№8, 1965/История литературы

На путях научной методологии

Статья печатается в порядке обсуждения.

О национальном своеобразии литературы написано уже столько, что расхожая метафора «горы книг» применительно к этой теме, можно считать, потеряла иносказательность. А литературоведение и здесь продолжает громоздить Оссу на Пелеон.

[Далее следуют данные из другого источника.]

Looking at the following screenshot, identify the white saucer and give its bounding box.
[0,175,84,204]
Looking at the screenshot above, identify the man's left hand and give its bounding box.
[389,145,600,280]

Правда, одновременно растет и ощущение непропорциональности между затрачиваемыми усилиями и достигаемыми результатами; все яснее обозначаются «ножницы» между размахом историко-литературной фактологии, так или иначе связанной с проблемой национального своеобразия, и узостью, недостаточной разработанностью методологии исследования этой проблемы. Поэтому каждая новая работа о национальной специфике, будь она «обще»-теоретической или конкретно-ограниченной по теме, вызывает сейчас повышенный к себе интерес прежде всего и более всего с такой точки зрения: двигает ли она методологическую нашу мысль хоть сколько-нибудь вперед или перед нами вновь «ценные наблюдения» только эмпирического свойства?..

Недавно вышла в свет книга Б. Бурсова «Национальное своеобразие русской литературы» (1964) – книга, которая, по моему мнению, встает в ряд наиболее значительных и, не побоюсь сказать, новаторских работ современного литературоведения. О ней и пойдет здесь речь, точнее, о том, что в этой книге мне кажется поучительным в общеметодологическом отношении.

1

Как подходить к исследованию проблемы национального своеобразия художественной культуры данного народа, памятуя о том, что путь к истине сам должен быть истинным?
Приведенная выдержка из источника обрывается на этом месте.